Sur ce point, rappelons une jurisprudence récente de la même chambre rendue en 2022 : la révélation par une personne, dans les médias, de l’agression sexuelle dont elle a été victime et qui porte atteinte à l’honneur ou à la considération de l’auteur prétendu de celle-ci, s’inscrit dans un débat d’intérêt général.
Dans l’affaire jugée en juin 2024, la différence tient au fait que la victime avait choisi de déposer plainte sans pour autant médiatiser les faits. Ceci dans les conditions garanties par la loi, notamment l’article 39 quinquies de la loi du 29 juillet 1881 sur la liberté de la presse, et l’article 9 du Code civil sur le droit au respect de la vie privée.
La cour d’appel a rejeté les demandes de la plaignante, estimant que l’article s’inscrivait dans un débat d’intérêt général, s’agissement de violences sexistes et sexuelles survenues dans un cadre professionnel et en particulier dans le milieu du cinéma.
Mais la Cour de cassation ne l’a pas entendu ainsi. Cassant l’arrêt de la cour d’appel, elle estime que l’identité d’un.e plaignant.e souhaitant rester anonyme, ne peut être révélée que si cette information contribue à nourrir le débat d’intérêt général. Ce qui n’était pas le cas ici.

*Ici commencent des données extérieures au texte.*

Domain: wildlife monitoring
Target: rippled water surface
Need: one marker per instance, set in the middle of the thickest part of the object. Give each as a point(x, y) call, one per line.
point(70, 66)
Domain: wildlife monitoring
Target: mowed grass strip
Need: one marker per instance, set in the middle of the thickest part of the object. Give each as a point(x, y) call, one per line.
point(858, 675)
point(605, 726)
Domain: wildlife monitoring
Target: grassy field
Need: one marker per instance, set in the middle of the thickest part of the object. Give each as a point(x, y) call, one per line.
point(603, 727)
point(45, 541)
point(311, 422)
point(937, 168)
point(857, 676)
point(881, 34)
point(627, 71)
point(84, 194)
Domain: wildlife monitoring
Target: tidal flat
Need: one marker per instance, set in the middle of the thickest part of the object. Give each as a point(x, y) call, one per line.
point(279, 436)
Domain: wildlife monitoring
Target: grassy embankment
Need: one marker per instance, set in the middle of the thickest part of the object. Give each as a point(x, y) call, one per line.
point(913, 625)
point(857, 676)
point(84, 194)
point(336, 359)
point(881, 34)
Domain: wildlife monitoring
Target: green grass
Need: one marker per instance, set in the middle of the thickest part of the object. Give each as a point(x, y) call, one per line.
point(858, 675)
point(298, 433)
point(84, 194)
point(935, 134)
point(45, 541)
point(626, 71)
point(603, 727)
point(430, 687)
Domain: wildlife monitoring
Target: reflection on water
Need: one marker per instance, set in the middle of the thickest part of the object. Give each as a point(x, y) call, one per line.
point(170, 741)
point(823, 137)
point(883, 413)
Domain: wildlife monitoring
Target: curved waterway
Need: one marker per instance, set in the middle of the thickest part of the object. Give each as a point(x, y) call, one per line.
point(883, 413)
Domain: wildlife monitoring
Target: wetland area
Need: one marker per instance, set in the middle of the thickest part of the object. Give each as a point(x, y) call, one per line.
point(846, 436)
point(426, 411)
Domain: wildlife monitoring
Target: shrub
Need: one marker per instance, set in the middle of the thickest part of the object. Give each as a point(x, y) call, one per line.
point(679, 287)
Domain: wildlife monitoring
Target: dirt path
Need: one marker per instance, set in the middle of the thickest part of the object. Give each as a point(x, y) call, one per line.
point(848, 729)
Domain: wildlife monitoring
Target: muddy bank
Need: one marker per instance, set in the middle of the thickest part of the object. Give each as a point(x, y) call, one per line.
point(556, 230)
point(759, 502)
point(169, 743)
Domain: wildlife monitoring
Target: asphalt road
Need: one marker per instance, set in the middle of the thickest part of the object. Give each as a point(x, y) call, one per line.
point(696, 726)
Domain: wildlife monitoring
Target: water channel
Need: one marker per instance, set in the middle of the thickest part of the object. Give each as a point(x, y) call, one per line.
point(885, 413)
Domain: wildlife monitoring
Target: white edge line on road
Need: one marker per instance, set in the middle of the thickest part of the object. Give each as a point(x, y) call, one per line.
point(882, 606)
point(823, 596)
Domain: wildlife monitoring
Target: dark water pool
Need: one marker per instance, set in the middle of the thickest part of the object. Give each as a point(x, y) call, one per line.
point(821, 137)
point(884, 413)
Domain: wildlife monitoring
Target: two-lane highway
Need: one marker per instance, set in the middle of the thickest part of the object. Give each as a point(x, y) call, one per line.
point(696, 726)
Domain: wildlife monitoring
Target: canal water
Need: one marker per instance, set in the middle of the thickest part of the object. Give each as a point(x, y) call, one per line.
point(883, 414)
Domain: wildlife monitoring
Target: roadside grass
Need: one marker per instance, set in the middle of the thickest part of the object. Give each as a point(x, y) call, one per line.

❓ Un sujet que vous souhaiteriez voir abordé ? Contactez nous !
🇪🇺 Directive européenne en matière de lutte contre les violences faites aux femmes
On se souvient des rebondissements concernant le souhait de l’Union Européenne d’inclure une définition commune et harmonisée du viol dans sa législation, et des refus de certains Etats comme la Hongrie, la Pologne ou encore la France…
👏 Cela n’a pas empêché l’adoption d’une directive européenne le 7 mai dernier ! Ce texte est pionnier car il est le premier à lutter à l’échelle de l’UE contre les violences faites aux femmes.
🔎 Concrètement, la directive comprend :
Un socle de définitions communes avec la pénalisation d’actes tels que le cyberharcèlement, les mutilations génitales féminines, les mariages et stérilisations forcés, la pornodivulgation – plus connue sous le terme anglais de revengeporn.
Avec la garantie de sanctions à la clé, comme l’a indiqué le Conseil de l’UE dans son communiqué, indiquant que ces délits seront passibles de peines d’emprisonnement allant de 1 à 5 ans.
L’attention se porte aussi sur l’amélioration de la protection des victimes, visant à faciliter le parcours judiciaire. A cette fin, une assistance juridique et sociale gratuite ainsi qu’une assistante téléphonique disponible 7J/7 et accessible 24h/24 doivent être mises en place dans tous les Etats membres de l’UE, et ce dans les trois ans.
En effet, les Etats membres ont désormais 3 ans pour transposer la directive dans leur droit national.
Si l’absence de législation commune en matière de viol n’a pas pu voir le jour, cette directive est une avancée significative en matière de prévention, protection et répression s’agissant des violences faites aux femmes au niveau régional.